Procurada pela reportagem, a Secretaria da Saúde do Paraná (Sesa) informou, por meio de nota, que “o Plano Estadual de Vacinação contra a Covid-19, por simetria ao Programa Nacional de Imunização, considera os grupos prioritários e o desenho da população geral a ser imunizada. Não há previsão de um recorte por etnia, uma vez que as diretrizes são estabelecidas pelo Ministério da Saúde, conforme a dinâmica da política de vacinação.”

Ao Plural, a Secretaria Municipal de Saúde de Curitiba (SMS) esclareceu que a informação sobre raça/cor não é levantada pelo órgão uma vez que “não é um dado exigido pelo Sistema de Informações do Programa Nacional de Imunizações (SIPNI), do Ministério da Saúde”.

Falta de transparência e consistência

Desde o início da pandemia, a falta de transparência dos indicadores sobre a Covid-19 – principalmente sobre como a doença afeta populações mais vulneráveis – tem sido um empecilho para que pesquisadores, a imprensa e até mesmo a população acompanhem o real cenário da pandemia no país.

Sobre o quesito raça/cor, por exemplo, foi apenas depois de manifestações de diversas entidades do movimento negro que, em abril de 2020, o Ministério da Saúde passou a divulgar esses dados.
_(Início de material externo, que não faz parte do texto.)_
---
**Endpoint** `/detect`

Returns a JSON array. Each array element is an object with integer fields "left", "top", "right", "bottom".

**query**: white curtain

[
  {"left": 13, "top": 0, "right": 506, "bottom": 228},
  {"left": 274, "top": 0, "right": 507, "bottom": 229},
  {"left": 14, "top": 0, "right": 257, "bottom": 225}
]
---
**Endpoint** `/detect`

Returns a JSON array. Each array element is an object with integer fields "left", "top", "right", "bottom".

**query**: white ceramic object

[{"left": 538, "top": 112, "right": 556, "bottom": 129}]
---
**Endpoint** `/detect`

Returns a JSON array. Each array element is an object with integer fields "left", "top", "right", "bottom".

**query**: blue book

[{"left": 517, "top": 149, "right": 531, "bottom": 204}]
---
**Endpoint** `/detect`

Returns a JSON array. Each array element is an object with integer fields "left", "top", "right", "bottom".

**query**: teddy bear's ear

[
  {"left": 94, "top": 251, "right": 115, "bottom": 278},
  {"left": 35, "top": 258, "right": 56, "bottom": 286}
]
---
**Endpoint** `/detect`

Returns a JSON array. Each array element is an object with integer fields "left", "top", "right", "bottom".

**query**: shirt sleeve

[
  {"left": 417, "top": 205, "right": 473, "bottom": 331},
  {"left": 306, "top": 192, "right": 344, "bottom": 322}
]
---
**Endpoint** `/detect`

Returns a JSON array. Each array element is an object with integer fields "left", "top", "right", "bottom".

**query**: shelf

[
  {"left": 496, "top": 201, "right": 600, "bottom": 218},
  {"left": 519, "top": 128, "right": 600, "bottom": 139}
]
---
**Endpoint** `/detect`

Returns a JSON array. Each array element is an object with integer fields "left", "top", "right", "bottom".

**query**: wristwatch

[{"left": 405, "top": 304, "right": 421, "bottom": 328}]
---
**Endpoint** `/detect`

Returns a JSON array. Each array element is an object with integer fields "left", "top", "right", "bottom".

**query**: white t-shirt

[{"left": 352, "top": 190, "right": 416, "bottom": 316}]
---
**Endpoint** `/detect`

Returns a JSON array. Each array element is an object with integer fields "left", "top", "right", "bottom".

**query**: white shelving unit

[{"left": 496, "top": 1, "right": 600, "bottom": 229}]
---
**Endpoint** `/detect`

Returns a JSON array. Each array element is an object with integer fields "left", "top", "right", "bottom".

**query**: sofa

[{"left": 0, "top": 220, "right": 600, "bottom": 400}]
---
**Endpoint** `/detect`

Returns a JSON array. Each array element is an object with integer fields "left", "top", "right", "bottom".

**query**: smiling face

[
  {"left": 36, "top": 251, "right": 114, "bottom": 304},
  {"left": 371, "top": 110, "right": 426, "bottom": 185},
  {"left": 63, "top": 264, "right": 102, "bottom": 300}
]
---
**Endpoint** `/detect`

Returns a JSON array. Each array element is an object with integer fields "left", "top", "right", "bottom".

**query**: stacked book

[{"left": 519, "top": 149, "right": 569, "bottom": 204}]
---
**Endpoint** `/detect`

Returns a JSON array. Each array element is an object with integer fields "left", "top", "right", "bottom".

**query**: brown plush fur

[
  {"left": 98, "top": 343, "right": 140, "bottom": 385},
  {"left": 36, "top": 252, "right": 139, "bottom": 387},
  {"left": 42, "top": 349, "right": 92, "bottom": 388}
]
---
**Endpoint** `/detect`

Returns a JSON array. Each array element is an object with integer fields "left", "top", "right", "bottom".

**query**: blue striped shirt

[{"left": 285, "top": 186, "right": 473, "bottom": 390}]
A falta de transparência dificulta também a obtenção de informações precisas a respeito do cenário da pandemia no país, mas especialmente nos Estados e municípios.
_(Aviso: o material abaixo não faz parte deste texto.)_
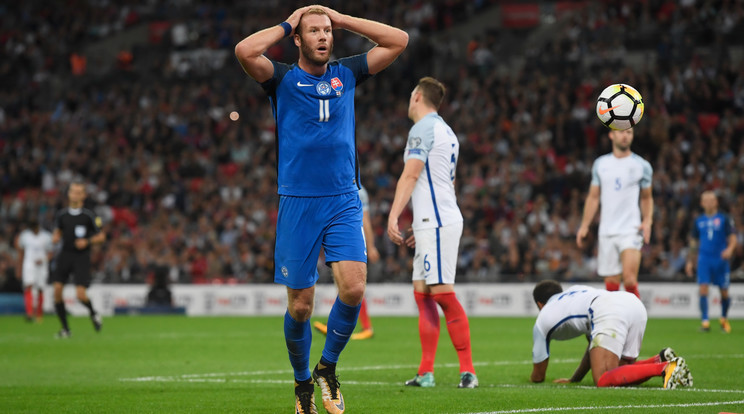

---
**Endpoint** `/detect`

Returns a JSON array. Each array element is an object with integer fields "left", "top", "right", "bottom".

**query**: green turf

[{"left": 0, "top": 316, "right": 744, "bottom": 414}]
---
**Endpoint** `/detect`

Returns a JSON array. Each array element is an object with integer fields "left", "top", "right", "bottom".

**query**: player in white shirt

[
  {"left": 387, "top": 77, "right": 478, "bottom": 388},
  {"left": 16, "top": 219, "right": 52, "bottom": 322},
  {"left": 576, "top": 128, "right": 654, "bottom": 298},
  {"left": 530, "top": 280, "right": 692, "bottom": 388}
]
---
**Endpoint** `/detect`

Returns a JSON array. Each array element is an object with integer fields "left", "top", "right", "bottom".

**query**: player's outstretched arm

[
  {"left": 641, "top": 187, "right": 654, "bottom": 244},
  {"left": 323, "top": 7, "right": 408, "bottom": 75},
  {"left": 388, "top": 158, "right": 425, "bottom": 245},
  {"left": 235, "top": 6, "right": 310, "bottom": 82}
]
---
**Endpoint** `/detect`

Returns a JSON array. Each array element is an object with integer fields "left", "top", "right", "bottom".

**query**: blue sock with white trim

[
  {"left": 323, "top": 296, "right": 362, "bottom": 364},
  {"left": 700, "top": 295, "right": 708, "bottom": 321},
  {"left": 284, "top": 310, "right": 313, "bottom": 381},
  {"left": 721, "top": 296, "right": 731, "bottom": 318}
]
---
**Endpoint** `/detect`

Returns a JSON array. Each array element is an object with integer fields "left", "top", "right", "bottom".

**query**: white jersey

[
  {"left": 532, "top": 285, "right": 608, "bottom": 363},
  {"left": 403, "top": 112, "right": 462, "bottom": 230},
  {"left": 18, "top": 229, "right": 52, "bottom": 268},
  {"left": 591, "top": 153, "right": 653, "bottom": 236}
]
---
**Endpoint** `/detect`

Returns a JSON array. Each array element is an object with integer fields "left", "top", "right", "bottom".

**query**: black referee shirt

[{"left": 54, "top": 207, "right": 101, "bottom": 252}]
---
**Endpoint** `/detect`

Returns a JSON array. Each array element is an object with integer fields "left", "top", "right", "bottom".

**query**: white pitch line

[
  {"left": 120, "top": 354, "right": 744, "bottom": 382},
  {"left": 464, "top": 400, "right": 744, "bottom": 414}
]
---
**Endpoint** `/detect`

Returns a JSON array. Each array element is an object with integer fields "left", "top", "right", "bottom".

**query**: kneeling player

[{"left": 530, "top": 280, "right": 692, "bottom": 388}]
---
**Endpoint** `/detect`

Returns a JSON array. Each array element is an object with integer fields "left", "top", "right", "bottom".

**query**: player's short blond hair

[{"left": 416, "top": 76, "right": 447, "bottom": 109}]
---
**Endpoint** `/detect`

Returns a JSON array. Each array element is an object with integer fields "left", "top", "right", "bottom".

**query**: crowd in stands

[{"left": 0, "top": 0, "right": 744, "bottom": 283}]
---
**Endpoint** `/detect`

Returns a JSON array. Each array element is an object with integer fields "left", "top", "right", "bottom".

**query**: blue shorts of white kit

[
  {"left": 698, "top": 253, "right": 731, "bottom": 289},
  {"left": 274, "top": 191, "right": 367, "bottom": 289}
]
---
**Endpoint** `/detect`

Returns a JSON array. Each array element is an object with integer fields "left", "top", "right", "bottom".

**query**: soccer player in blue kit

[
  {"left": 235, "top": 5, "right": 408, "bottom": 413},
  {"left": 685, "top": 191, "right": 736, "bottom": 333}
]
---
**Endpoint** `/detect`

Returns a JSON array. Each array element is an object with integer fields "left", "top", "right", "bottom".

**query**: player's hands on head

[{"left": 317, "top": 6, "right": 344, "bottom": 28}]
O Governo do Paraná vem apresentando inconsistências nos dados referentes aos 399 municípios há algum tempo. Questionada pelo Plural, a Sesa afirmou que o vacinômetro do Estado está em processo de migração da fonte de dados e que, por isso, alguns municípios apresentariam incoerência nas informações. 

No site, algumas cidades mostram ter recebido menos doses do que o valor que consta nos dados do Ministério da Saúde, como é o caso de Curitiba. Outros mostram ter recebido um número de doses menor do que o valor aplicado – o que corresponde, erroneamente, a mais de 100% de doses aplicadas. Sobre essa questão, a Secretaria explicou que o processo de colocar as doses aplicadas no sistema ainda é manual e deve ser conferido uma por uma, por isso aconteceriam atrasos e inconsistências. 

Imagem do vacinômetro da Sesa no dia 24 de junho. Foto: Divulgação/Secretaria da Saúde do Paraná

De acordo com a professora do do Departamento de Arquitetura e Urbanismo da UFPR e uma das pesquisadoras do estudo que apontou que o Paraná é o estado que mais precisa acelerar ritmo de vacinação, Maria Carolina Maziviero, o Estado “já tem um histórico de não lançar ou não divulgar os dados com tanta clareza”. Maria conta que, no ano passado, quando produzia uma pesquisa sobre a pandemia em Curitiba, ela precisou recorrer à Lei de Acesso à Informação e, mesmo assim, o processo de obtenção de dados foi complicado. “Quando a gente conseguia os dados já eram todos do passado.” 

A Secretaria afirmou que está verificando se será possível deixar o sistema estável até o fim desta semana ou se o retirarão do ar.